Recordó que jugadores de Meiji, como Murasé Shuho del octavo rango y Shuei, maestro en la línea Honnimbo, a la cual él mismo pertenecía, habían jugado en Koyokan.
La segunda sesión tuvo lugar en una habitación del primer piso, que conservaba el añejo aire de Meiji. La decoración armonizaba con el nombre Koyokan, "Casa de las hojas otoñales". Las puertas corredizas y los paneles estaban decorados con hojas de arce pintadas en el estilo Korin. El arreglo en el tokonoma era de hojas verdes y dalias. Las puertas de esta sala de dieciocho tatamí [10] habían sido deslizadas para unirla con la contigua, de quince tatami, de modo que el arreglo un tanto exagerado no desentonaba. Las dalias estaban ligeramente marchitas. Nadie ingresó a la habitación ni salió de ella, salvo una criada con un peinado infantil de agujas con flores, que cada tanto entraba a servir té. El abanico del Maestro, reflejado en una bandeja de laca negra en la cual ella había traído agua helada, yacía allí quieto. Yo era el único enviado de prensa que me encontraba en el lugar.

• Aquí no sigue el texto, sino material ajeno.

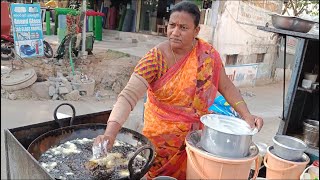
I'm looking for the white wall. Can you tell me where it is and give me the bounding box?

Otake del séptimo rango vestía un kimono negro sin forro de una seda habutaé [11] satinada y una chaqueta con diseño de telas de araña. Un poco menos formal ese día, el Maestro vestía una chaqueta con bordes de brocado. El tablero del primer día había sido reemplazado.
Las dos jugadas inaugurales habían sido de carácter ceremonial, así que el verdadero juego comenzaba ahora. Mientras meditaba sobre Negro 3, Otake se abanicaba y cruzaba las manos tras de sí, y colocaba el abanico sobre la rodilla como un soporte para la mano sobre la cual descansaba su barbilla. Cuando pensaba, la respiración del Maestro se aceleraba, y encorvaba la espalda. Sin embargo, no había nada que sugiriera desorden. El movimiento que recorría su espalda era regular. Era como una concentración de violencia, o como fuerzas de un poder misterioso que hubieran tomado posesión de él. El efecto era más intenso, pues el Maestro no parecía consciente de lo que sucedía. Pero pronto la violencia pasaba. Y otra vez el Maestro estaba en calma. Su respiración era normal, si bien uno no podría asegurar en qué momento había vuelto la serenidad. Me preguntaba si esto señalaba un punto de partida, el cruce de una línea, para que el espíritu presentara batalla. Me preguntaba si estaba siendo testigo del trabajo del alma del Maestro cuando, totalmente inconsciente, recibía su inspiración, y era huésped de ella. ¿O tal vez estaba viendo el paso a la iluminación, como si el alma se desprendiera de todo su sentido de identidad y las llamas del combate se templaran? ¿Era esto lo que lo había convertido en el "Invencible Maestro"?
Al principio de la sesión, Otake había presentado sus formales saludos, tras lo cual había advertido:
– Espero que no le moleste, señor, pero yo a veces debo levantarme.
– Yo tengo el mismo problema -dijo el Maestro-. Tengo que levantarme dos o tres veces por noche.
Era extraño que, a pesar de su aparente comprensión, el Maestro no manifestara percatarse de la tensión nerviosa de Otake.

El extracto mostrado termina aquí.